Di fatto, nonostante quell’accoglienza festosa e le attese degli autori, per uno dei tanti misteri che accompagnano la storia del nostro pop, non se ne fece più niente e “La nevicata del ‘56” rimase nel cassetto per più di quindici anni, fino ai giorni del ‘90 che precedettero la partecipazione a Sanremo di Mia Martini.
Dopo il suo rientro clamoroso al festival nel 1989 con “Almeno tu nell’universo”, la cantante era alla ricerca di una storia d’amore per bissare il successo dell’anno precedente ma optò per quel quadro poetico realizzato da Carla Vistarini che le apparse subito meraviglioso.
E’ a quel punto che Franco Califano fa il suo ingresso nella storia di questa canzone. Da un lato, perché il suo produttore Gianni Sanjust, aveva voluto provarla con lui, altro artista fortemente legato a Roma, che ne riadattò il testo per una sua versione cantautorale al maschile che però non venne incisa subito ma successivamente. Da un altro perché lo stesso Sanjust decise poi insieme ai suoi autori di proporla a Mia Martini, che ne fu entusiasta e volle però che proprio il Califfo risisistemasse la versione originale, per “cucirla” su di lei con qualche pennellata delle sue.
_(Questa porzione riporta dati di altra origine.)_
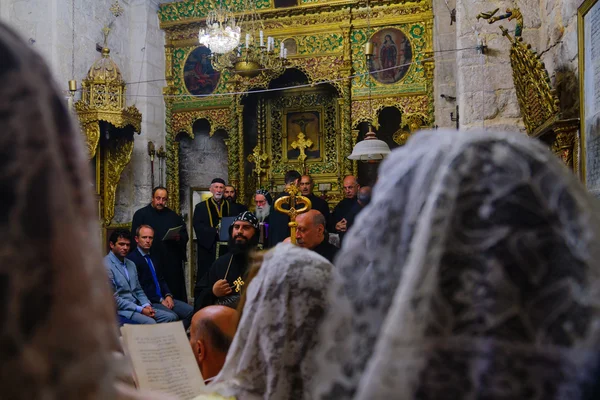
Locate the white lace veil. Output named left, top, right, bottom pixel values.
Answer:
left=207, top=243, right=333, bottom=399
left=317, top=130, right=600, bottom=399
left=0, top=24, right=119, bottom=399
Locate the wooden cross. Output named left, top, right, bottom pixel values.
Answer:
left=233, top=276, right=244, bottom=293
left=291, top=132, right=313, bottom=171
left=248, top=145, right=269, bottom=187
left=275, top=184, right=312, bottom=244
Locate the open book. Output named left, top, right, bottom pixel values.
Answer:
left=163, top=225, right=183, bottom=242
left=121, top=321, right=204, bottom=400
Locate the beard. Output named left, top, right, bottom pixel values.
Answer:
left=227, top=233, right=258, bottom=255
left=255, top=204, right=271, bottom=222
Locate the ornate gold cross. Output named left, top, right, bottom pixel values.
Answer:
left=233, top=276, right=244, bottom=293
left=248, top=145, right=269, bottom=187
left=275, top=184, right=312, bottom=244
left=291, top=132, right=313, bottom=163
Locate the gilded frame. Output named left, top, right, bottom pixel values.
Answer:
left=577, top=0, right=600, bottom=192
left=281, top=106, right=325, bottom=164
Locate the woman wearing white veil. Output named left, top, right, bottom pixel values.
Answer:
left=315, top=130, right=600, bottom=399
left=197, top=243, right=335, bottom=400
left=0, top=24, right=119, bottom=400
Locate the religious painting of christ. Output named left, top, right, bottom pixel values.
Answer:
left=183, top=46, right=221, bottom=96
left=369, top=28, right=412, bottom=84
left=283, top=110, right=323, bottom=162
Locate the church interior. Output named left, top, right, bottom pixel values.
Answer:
left=0, top=0, right=600, bottom=399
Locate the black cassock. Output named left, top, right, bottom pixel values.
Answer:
left=131, top=204, right=188, bottom=303
left=306, top=193, right=331, bottom=229
left=194, top=252, right=248, bottom=309
left=268, top=193, right=290, bottom=247
left=329, top=197, right=360, bottom=242
left=194, top=198, right=230, bottom=297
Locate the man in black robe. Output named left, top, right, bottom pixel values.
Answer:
left=254, top=189, right=273, bottom=249
left=329, top=175, right=360, bottom=243
left=196, top=211, right=258, bottom=309
left=298, top=175, right=331, bottom=226
left=269, top=170, right=300, bottom=247
left=194, top=178, right=231, bottom=306
left=131, top=186, right=188, bottom=303
left=223, top=185, right=248, bottom=215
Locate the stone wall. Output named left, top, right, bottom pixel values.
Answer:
left=450, top=0, right=582, bottom=131
left=0, top=0, right=165, bottom=223
left=540, top=0, right=583, bottom=118
left=433, top=0, right=456, bottom=127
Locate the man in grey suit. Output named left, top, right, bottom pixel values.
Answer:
left=104, top=229, right=178, bottom=324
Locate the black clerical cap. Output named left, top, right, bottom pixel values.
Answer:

“La nevicata del 56 è un affresco sulla mia infanzia. Oggi la vedo alla luce di tante discese e salite e questa proiezione sul mio passato mi fa risaltare soltanto le cose belle, la figura di mio padre nella mia casa, che non mi ha mai portato allo stadio; era un uomo di cultura e fervente politico, ma mi faceva vedere il mondo dalle sue spalle. Questo brano me lo hanno fatto ascoltare due degli autori e mi è piaciuto subito. Ho fatto apportare qualche variazione nel testo da Franco, perché la storia parlava di una ragazza che allora aveva circa venti anni, mentre io all'epoca avevo appena otto anni”, con queste parole Mimì spiegò dopo l’innamoramento per il brano e la sua genesi con le variazioni apportate alla versione originale.
Venne così Sanremo, organizzato da Adriano Aragozzini e presentato da Johnny Dorelli e Gabriella Carlucci, sorella di Milly e non ancora impegnata in politica. L’interpretazione del brano data da Mia Martini sul palco del Palafiori (quell’edizione presentata non si volse all’Ariston), risultò elegante, raffinata, intensa, in grado di accentuare un clima nostalgico e venato di malinconia che da più vigore alla canzone, a tal punto da regalare dei brividi persino a Ray Charles, presente in quella edizione come artista straniero ad affiancare Toto Cutugno, che poi si complimentò con lei.
Mimì con la sua voce potente e roca capace di salire e incantare la platea e di trasformare la quiete in rabbia, regala un’interpretazione da brividi, emozionante, che ti scuote l’anima, da grande artista, forse troppo elitaria per il grande pubblico delle giurie che si concentra sui Pooh, i grandi favoriti che vinceranno con “Uomini soli”, e “Gli amori” di Cotugno e il “du du du, da da da” del “Vattene amore” di Minghi e Mietta, che arriveranno rispettivamente secondo e terzi.
“La nevicata del ‘56” riceverà comunque l'applauso degli addetti ai lavori aggiudicandosi il Premio della Critica, che dal 1996, dopo la prematura scomparsa della Martini, porta il suo nome.